In order to prevail on a procedural due process claim, plaintiff must show a constitutionally protected property interest in the functions of her job. Rojas-Velázquez v. Figueroa-Sancha, 676 F.3d 206, 212 (1st Cir. 2012). That finding focuses on local law. Id. Under Puerto Rico law, a public employee may have a property interest in continued employment, but not in the particular functions of the job. Id.
Despite the fact that plaintiff was relocated to a different position, to wit, Person in charge of the library, she continues to work for the Municipality. Being an employee, she has not been deprived of a property interest for which process is due. Thus, her claims under the procedural aspect of the Fourteenth Amendment must be dismissed. Rojas-Velázquez, 676 F.3d at 212.
A claim is cognizable as a violation of substantive due process when it is so extreme and egregious as to shock the contemporary conscience. McConkie v. Nichols, 446 F.3d 258, 260 (1st Cir. 2006). Substantive due process is an inappropriate avenue of relief when the governmental conduct at issue is arguably covered by a specific constitutional provision. Pagán v. Calderón, 448 F.3d 16, 33 (1st Cir. 2006). Here, plaintiff's claims are predicated on First Amendment retaliation grounds. For that reason, her substantive due process claims must be dismissed.

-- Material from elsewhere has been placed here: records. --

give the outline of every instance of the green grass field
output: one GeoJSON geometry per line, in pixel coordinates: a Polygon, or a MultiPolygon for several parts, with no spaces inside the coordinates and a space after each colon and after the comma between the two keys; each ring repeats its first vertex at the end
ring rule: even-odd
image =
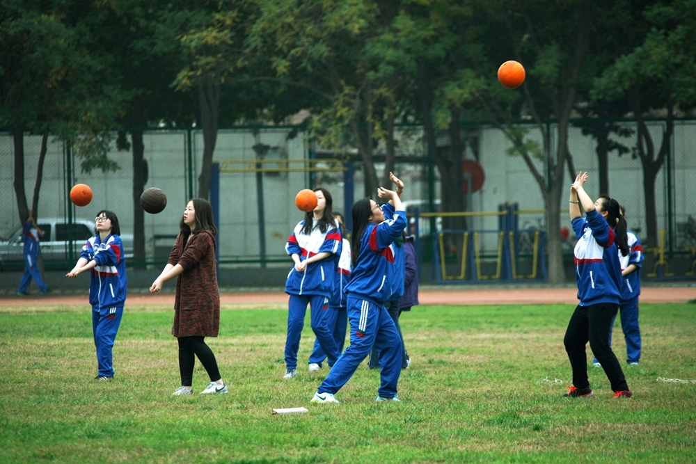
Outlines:
{"type": "MultiPolygon", "coordinates": [[[[299,375],[283,381],[287,312],[277,307],[223,309],[221,336],[207,341],[229,394],[173,397],[168,308],[127,310],[116,378],[97,383],[86,305],[3,307],[0,463],[696,462],[696,305],[641,305],[643,358],[624,369],[635,397],[621,400],[592,367],[594,396],[562,397],[572,310],[416,307],[402,318],[413,360],[403,402],[376,403],[379,374],[363,363],[342,404],[315,405],[326,371],[304,367],[308,319],[299,375]],[[309,413],[271,415],[296,406],[309,413]]],[[[614,335],[625,366],[620,328],[614,335]]],[[[207,381],[197,365],[194,390],[207,381]]]]}

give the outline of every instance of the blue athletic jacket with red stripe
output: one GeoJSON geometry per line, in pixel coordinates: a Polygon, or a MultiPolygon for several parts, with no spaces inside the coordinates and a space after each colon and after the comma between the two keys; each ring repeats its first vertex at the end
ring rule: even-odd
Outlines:
{"type": "MultiPolygon", "coordinates": [[[[386,203],[382,205],[382,212],[384,217],[391,219],[394,217],[394,205],[391,203],[386,203]]],[[[395,301],[400,300],[404,296],[404,284],[406,278],[406,258],[404,256],[404,243],[400,239],[394,242],[394,264],[396,269],[396,274],[394,276],[394,282],[392,284],[392,295],[387,301],[395,301]]]]}
{"type": "Polygon", "coordinates": [[[395,280],[399,278],[394,240],[401,237],[405,227],[404,211],[395,211],[391,219],[380,224],[367,225],[361,237],[359,252],[353,250],[358,255],[346,289],[349,298],[367,300],[379,306],[389,301],[395,280]]]}
{"type": "Polygon", "coordinates": [[[573,230],[578,239],[575,269],[580,305],[618,305],[622,275],[614,230],[594,209],[587,213],[586,219],[574,219],[573,230]]]}
{"type": "Polygon", "coordinates": [[[118,235],[109,235],[102,242],[95,235],[82,247],[81,258],[93,259],[97,266],[90,276],[89,302],[95,311],[120,307],[126,301],[127,282],[123,243],[118,235]]]}
{"type": "Polygon", "coordinates": [[[643,255],[643,246],[638,237],[630,230],[628,231],[628,248],[631,253],[628,256],[622,256],[619,253],[619,261],[621,262],[621,270],[624,271],[629,265],[633,264],[638,269],[625,276],[622,276],[621,300],[619,304],[626,305],[638,299],[640,294],[640,268],[641,264],[645,259],[643,255]]]}
{"type": "Polygon", "coordinates": [[[333,309],[346,307],[346,286],[350,282],[350,242],[343,239],[341,256],[338,258],[333,293],[329,301],[329,307],[333,309]]]}
{"type": "Polygon", "coordinates": [[[285,293],[288,294],[331,298],[333,293],[336,260],[341,255],[342,238],[335,227],[322,232],[316,227],[318,222],[315,219],[312,233],[305,235],[302,233],[304,221],[301,221],[288,237],[285,251],[288,255],[299,255],[301,261],[324,252],[331,253],[331,256],[310,263],[303,272],[297,272],[293,263],[285,281],[285,293]]]}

As to the due process argument under the Fifth Amendment, the First Circuit has held that the Amendment applies only to actions of the federal government - not to those of state or local governments. Martínez-Rivera v. Sánchez-Ramos, 498 F.3d 3, 8 (1st Cir. 2007). To the extent none of the defendants are federal actors, plaintiff's claims under the Fifth Amendment must be dismissed.
C. State Claims
Federal courts may decline to exercise supplemental jurisdiction over a plaintiff's state claims when the federal claims that gave it original jurisdiction are dismissed. See, 28 U.S.C. § 1367(c)(3)(so specifying). Since the federal constitutional claims will be dismissed, the remaining state claims must be dismissed, without prejudice. Boche v. John Hancock, 81 F.3d 249, 256-257 (1st Cir. 1996); Rodriguez v. Doral Mortgage Corp., 57 F.3d 1168, 1177 (1st Cir. 1995).
V. CONCLUSION
In view of the foregoing, "Defendants' Joint Motion for Summary Judgment" (Docket No. 51) is GRANTED, plaintiff's "Motion for Summary Judgment" (Docket No. 54) is DENIED, and the complaint is DISMISSED, with state claims being DISMISSED WITHOUT PREJUDICE. Judgment shall be entered accordingly.
SO ORDERED.
In San Juan, Puerto Rico, this 25th day of March, 2015.